А потом остался только мерный шум и несколько растерянных людей на замшелых камнях. В воде больше не было того темного, большого, сильного, не было его на скалах, не было на порогах. Мы смотрели за скалы, туда, где река делала поворот и шла тише, вглядывались в ледяную зелень, надеясь увидеть над волнами мокрую черную гриву, но она не появилась.
– На глубину затащило, – прошипел Кузьмич почти удовлетворенно. – Там за плесами яма метра три…
Раздался посвист. Мы разом задрали головы: над каменным гребнем стоял Серега, молодой теленгит. Я знал его – он приводил к нашим раскопам редких туристов.
– Всё? – только спросил он, увидев нас.
– Всё, – отозвался Кузьмич. – Нет кобылки.
– Твою мать, – Серега сплюнул, спустился к нам, сел на гранитную «щетку»[3]

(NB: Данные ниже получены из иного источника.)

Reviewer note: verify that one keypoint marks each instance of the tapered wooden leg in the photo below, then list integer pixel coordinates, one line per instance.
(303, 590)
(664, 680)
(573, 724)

и закурил. Он был беден, одевал свое тонкое жилистое тело в старый ватник и не курил ничего, кроме «Беломора», – настоящий сын своей земли.Влетит лошадка Сереге в копеечку. Хозяин его не пощадит, хотя и уважает. Он будет с ним жесток, как сам Серега был жесток с лайками: обычно, если собака дурно себя вела, он ставил ее передними лапами на шаткую колоду и привязывал за шею к тугой и хлесткой ветке. Собака заходилась лаем, передние лапы ее царапали колоду, но она стояла навытяжку, так только, как позволяла вертикально натянутая веревка. Серега сидел рядом и наблюдал за ней, пока ему не начинало казаться, что наказания достаточно и лайка усвоила урок.
Он сдавленно матерился теперь – по-русски и по-алтайски. Наверное, чувствовал уже на шее резкую петлю.
Постепенно разошлись. Теленгит убрался восвояси. Остались только мы с Музыкантом. Еще долго мы сидели на гранитной «щетке», свесив ноги над ревущим потоком. Я посмотрел на свои пальцы, на тонкие полумесяцы грязи под ногтями. Музыкант, поддавшись какой-то общей со мной мысли, сделал то же самое. Под ногтями у него были серпики жирной земли. Наши руки, такие разные прежде, сделались похожи. Пальцы огрубели, мозоли стали белыми от едкой извести.
– Знаешь что… – произнес он. – Знаешь что? А тебе не кажется, что нас самих уже не раз откапывали?
Я не нашелся, что ответить ему.
Минуло несколько несколько дней, и молодые волки снова собрались вместе. Только не было Михры. Только Соша, крепко битый, хватался то и дело за пунцовый бок. Но они были все теперь в одной стае – и волки, и волчата, все верхом – даже Атья как-то вернул себе тура.
С утра до ночи моросил дождь. Где-то на горизонте ходили густые мутные завесы. Низины были завалены неподвижными, закостеневшими телами, в небе роилось воронье, но молодые волки не замечали ничего вокруг. Они просто ехали за битым войском по осклизлым, холодным следам. Над землей поднимался приторный дух. Впереди было все одно – спины в бурых плащах, понурые, всклокоченные головы да грязные конские крупы.